January 6, 2014 Slideshow

Jason Electronics Technician Casey Agee examines the homing device on an elevator shortly before its deployment.

Looking down over the bow of the Atlantis, the world is a wash of blues and whites as the ship plows through the water of the Pacific Ocean.

Geochemist Dionysis Foustoukos adjusts a pump attached to his high-pressure flow-through reactor. Foustoukos, postdoctoral researcher Ileana Pérez-Rodríguez, and undergraduate Matt Rawls will use the device to experiment on bacteria from deep-sea vents.

Geochemist Jeff Seewald gives a sample the “sniff test” to detect sulfides—chemicals commonly found in vent fluid that smell like rotten eggs. “The human nose is an incredibly sensitive organ,” he said. “You can usually tell if there are sulfides in there with one sniff.”

Left to right, Costa Vetriani, Xiao Xiang, Xi Wei, and Ashley Grosche gather around pieces of a hydrothermal vent structure collected by Jason.

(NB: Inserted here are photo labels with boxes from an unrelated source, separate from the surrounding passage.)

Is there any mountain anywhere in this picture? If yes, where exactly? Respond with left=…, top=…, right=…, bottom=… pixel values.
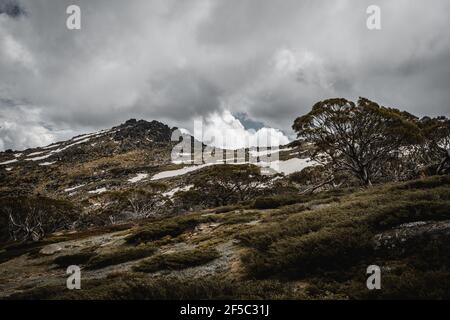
left=0, top=119, right=450, bottom=299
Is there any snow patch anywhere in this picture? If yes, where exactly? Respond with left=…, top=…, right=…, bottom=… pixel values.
left=266, top=158, right=319, bottom=175
left=0, top=159, right=18, bottom=165
left=64, top=184, right=85, bottom=192
left=128, top=173, right=148, bottom=183
left=151, top=163, right=214, bottom=180
left=163, top=184, right=194, bottom=198
left=25, top=153, right=52, bottom=161
left=89, top=187, right=108, bottom=194
left=39, top=161, right=56, bottom=166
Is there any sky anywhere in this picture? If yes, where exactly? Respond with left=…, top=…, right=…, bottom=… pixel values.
left=0, top=0, right=450, bottom=150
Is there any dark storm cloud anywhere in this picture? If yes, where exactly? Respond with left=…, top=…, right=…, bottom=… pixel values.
left=0, top=0, right=450, bottom=151
left=0, top=0, right=26, bottom=18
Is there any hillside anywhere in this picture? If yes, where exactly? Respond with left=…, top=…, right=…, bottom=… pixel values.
left=0, top=119, right=450, bottom=299
left=0, top=175, right=450, bottom=299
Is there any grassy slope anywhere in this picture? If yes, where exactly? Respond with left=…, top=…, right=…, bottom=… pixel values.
left=4, top=176, right=450, bottom=299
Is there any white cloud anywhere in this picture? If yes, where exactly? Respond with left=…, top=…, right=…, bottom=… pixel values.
left=0, top=105, right=75, bottom=150
left=194, top=110, right=289, bottom=149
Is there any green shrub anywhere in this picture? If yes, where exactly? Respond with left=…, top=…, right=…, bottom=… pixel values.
left=126, top=214, right=213, bottom=243
left=133, top=248, right=220, bottom=273
left=86, top=247, right=156, bottom=269
left=10, top=274, right=302, bottom=300
left=53, top=252, right=95, bottom=268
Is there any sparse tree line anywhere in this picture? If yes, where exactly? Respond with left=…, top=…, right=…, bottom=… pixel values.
left=293, top=98, right=450, bottom=186
left=0, top=98, right=450, bottom=242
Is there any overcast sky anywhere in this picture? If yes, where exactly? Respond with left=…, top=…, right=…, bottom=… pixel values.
left=0, top=0, right=450, bottom=150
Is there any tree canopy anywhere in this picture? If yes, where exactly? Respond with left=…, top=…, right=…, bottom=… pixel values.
left=293, top=98, right=421, bottom=185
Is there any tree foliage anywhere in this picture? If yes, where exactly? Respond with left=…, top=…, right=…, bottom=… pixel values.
left=293, top=98, right=421, bottom=186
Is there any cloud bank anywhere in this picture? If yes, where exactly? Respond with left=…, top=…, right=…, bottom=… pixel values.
left=0, top=0, right=450, bottom=149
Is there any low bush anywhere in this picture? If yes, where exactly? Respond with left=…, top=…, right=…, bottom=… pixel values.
left=126, top=214, right=213, bottom=243
left=53, top=252, right=95, bottom=268
left=133, top=248, right=220, bottom=273
left=86, top=247, right=156, bottom=270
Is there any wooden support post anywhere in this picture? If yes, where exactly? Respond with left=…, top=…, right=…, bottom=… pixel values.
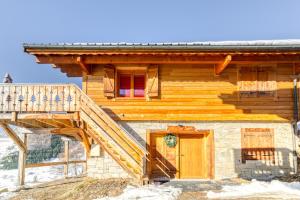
left=18, top=133, right=27, bottom=186
left=64, top=140, right=69, bottom=178
left=215, top=55, right=232, bottom=76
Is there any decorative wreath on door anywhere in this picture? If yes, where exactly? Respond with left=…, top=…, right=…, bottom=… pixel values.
left=164, top=133, right=177, bottom=147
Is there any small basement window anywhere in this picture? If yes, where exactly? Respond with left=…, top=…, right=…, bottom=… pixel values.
left=238, top=66, right=277, bottom=97
left=241, top=128, right=275, bottom=163
left=117, top=71, right=145, bottom=98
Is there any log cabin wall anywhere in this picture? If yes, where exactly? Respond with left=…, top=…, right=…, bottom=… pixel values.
left=82, top=63, right=294, bottom=121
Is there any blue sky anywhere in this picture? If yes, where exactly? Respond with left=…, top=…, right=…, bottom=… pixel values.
left=0, top=0, right=300, bottom=83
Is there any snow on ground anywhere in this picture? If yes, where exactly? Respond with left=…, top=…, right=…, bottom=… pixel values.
left=0, top=137, right=18, bottom=160
left=0, top=137, right=83, bottom=200
left=207, top=180, right=300, bottom=199
left=97, top=185, right=181, bottom=200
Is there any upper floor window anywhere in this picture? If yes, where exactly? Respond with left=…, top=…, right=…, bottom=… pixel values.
left=238, top=66, right=276, bottom=97
left=103, top=65, right=159, bottom=99
left=118, top=72, right=145, bottom=98
left=241, top=128, right=275, bottom=163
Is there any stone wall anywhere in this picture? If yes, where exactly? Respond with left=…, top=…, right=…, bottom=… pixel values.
left=88, top=121, right=296, bottom=179
left=87, top=145, right=129, bottom=179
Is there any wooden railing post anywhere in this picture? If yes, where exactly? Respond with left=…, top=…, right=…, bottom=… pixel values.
left=18, top=133, right=27, bottom=186
left=64, top=140, right=69, bottom=178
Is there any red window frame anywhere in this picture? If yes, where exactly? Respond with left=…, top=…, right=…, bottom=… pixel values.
left=117, top=71, right=146, bottom=98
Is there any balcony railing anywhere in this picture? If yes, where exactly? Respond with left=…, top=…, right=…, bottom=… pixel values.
left=0, top=83, right=81, bottom=113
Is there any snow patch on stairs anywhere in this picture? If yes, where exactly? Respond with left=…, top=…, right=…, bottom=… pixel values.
left=207, top=180, right=300, bottom=199
left=96, top=185, right=182, bottom=200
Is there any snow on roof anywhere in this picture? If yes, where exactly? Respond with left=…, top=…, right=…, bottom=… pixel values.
left=23, top=39, right=300, bottom=51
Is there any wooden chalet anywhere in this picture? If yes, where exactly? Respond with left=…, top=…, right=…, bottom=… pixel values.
left=0, top=40, right=300, bottom=183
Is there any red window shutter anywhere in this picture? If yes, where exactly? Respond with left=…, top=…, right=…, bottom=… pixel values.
left=134, top=75, right=145, bottom=97
left=241, top=128, right=275, bottom=163
left=119, top=74, right=131, bottom=97
left=147, top=65, right=158, bottom=97
left=103, top=66, right=115, bottom=97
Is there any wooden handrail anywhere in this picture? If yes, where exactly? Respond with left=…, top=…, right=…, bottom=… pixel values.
left=0, top=83, right=81, bottom=113
left=25, top=160, right=86, bottom=168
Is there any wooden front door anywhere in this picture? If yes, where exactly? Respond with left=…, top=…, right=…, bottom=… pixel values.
left=151, top=134, right=177, bottom=178
left=147, top=131, right=214, bottom=179
left=179, top=135, right=207, bottom=178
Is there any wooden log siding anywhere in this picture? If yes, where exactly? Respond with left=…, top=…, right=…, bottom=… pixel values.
left=0, top=84, right=81, bottom=112
left=83, top=64, right=294, bottom=121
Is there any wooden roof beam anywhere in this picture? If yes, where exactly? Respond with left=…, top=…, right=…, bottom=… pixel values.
left=76, top=56, right=91, bottom=75
left=0, top=123, right=27, bottom=152
left=37, top=55, right=300, bottom=65
left=215, top=55, right=232, bottom=76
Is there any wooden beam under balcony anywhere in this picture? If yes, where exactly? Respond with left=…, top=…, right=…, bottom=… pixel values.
left=36, top=54, right=300, bottom=66
left=76, top=56, right=91, bottom=75
left=215, top=55, right=232, bottom=76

The samples arrived on an elevator minutes before this photo was taken.

A close-up view of a deep-sea vent sample. As hydrothermal fluid passed through the two holes at the center of the sample, it deposited these glittering yellow specks of iron sulfide, or pyrite, which is also called “fool’s gold.”

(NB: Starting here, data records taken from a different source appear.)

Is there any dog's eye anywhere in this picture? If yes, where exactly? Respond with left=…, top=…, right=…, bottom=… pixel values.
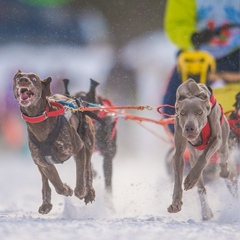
left=180, top=111, right=185, bottom=116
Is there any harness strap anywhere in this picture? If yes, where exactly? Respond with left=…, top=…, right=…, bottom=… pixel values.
left=21, top=102, right=65, bottom=123
left=228, top=112, right=240, bottom=136
left=189, top=87, right=224, bottom=150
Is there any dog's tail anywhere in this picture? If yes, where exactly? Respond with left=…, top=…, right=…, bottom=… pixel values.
left=63, top=79, right=70, bottom=96
left=86, top=79, right=100, bottom=103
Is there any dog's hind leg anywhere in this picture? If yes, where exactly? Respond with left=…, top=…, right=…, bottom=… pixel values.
left=218, top=136, right=238, bottom=198
left=103, top=154, right=113, bottom=194
left=38, top=165, right=73, bottom=214
left=197, top=176, right=213, bottom=221
left=168, top=123, right=187, bottom=213
left=74, top=118, right=95, bottom=204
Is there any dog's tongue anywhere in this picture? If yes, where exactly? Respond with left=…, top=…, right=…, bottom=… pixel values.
left=21, top=91, right=29, bottom=100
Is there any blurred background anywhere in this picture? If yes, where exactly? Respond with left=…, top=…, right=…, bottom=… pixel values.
left=0, top=0, right=175, bottom=159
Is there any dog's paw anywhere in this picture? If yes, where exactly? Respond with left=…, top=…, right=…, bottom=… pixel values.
left=84, top=188, right=95, bottom=204
left=38, top=203, right=52, bottom=214
left=74, top=187, right=88, bottom=200
left=184, top=174, right=199, bottom=191
left=168, top=202, right=183, bottom=213
left=62, top=184, right=73, bottom=197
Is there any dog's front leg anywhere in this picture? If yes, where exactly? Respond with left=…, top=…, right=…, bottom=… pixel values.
left=39, top=164, right=73, bottom=197
left=38, top=166, right=52, bottom=214
left=168, top=123, right=187, bottom=213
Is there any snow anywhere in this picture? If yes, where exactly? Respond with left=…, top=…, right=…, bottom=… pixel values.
left=0, top=33, right=240, bottom=240
left=0, top=120, right=240, bottom=240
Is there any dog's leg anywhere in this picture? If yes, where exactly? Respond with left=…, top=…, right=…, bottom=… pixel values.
left=74, top=117, right=95, bottom=204
left=74, top=146, right=88, bottom=200
left=39, top=164, right=73, bottom=197
left=38, top=165, right=73, bottom=214
left=103, top=154, right=113, bottom=194
left=184, top=133, right=222, bottom=190
left=218, top=123, right=238, bottom=198
left=83, top=118, right=95, bottom=204
left=197, top=176, right=213, bottom=221
left=219, top=146, right=238, bottom=198
left=38, top=167, right=52, bottom=214
left=168, top=119, right=187, bottom=213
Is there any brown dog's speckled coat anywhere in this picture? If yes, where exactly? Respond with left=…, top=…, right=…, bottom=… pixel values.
left=13, top=70, right=95, bottom=214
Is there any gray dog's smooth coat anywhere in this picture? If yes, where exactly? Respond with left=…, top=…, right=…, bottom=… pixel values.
left=13, top=70, right=95, bottom=214
left=168, top=79, right=237, bottom=220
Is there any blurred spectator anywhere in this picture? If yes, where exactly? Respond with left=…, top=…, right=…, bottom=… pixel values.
left=0, top=0, right=95, bottom=45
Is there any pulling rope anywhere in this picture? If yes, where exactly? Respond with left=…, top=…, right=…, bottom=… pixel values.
left=72, top=106, right=153, bottom=112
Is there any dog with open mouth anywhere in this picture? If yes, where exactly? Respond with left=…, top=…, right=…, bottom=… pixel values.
left=13, top=70, right=95, bottom=214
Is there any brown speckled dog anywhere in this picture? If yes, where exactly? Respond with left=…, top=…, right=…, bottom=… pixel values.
left=13, top=70, right=95, bottom=214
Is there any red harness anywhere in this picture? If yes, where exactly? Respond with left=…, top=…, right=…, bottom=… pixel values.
left=228, top=113, right=240, bottom=136
left=21, top=102, right=65, bottom=123
left=94, top=97, right=118, bottom=140
left=189, top=93, right=224, bottom=150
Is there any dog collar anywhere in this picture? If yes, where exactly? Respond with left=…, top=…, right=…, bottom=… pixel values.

During a night shift in the Jason van, Expedition Leader and Pilot Tito Collasius (center) gives postodoctoral researcher Donato Giovannelli (left) a chance to “fly” the remotely operated vehicle over the ocean floor.

Atlantis Able-bodied Seaman Lance Wills practices with a fire hose during an afternoon safety drill on the bow of the ship.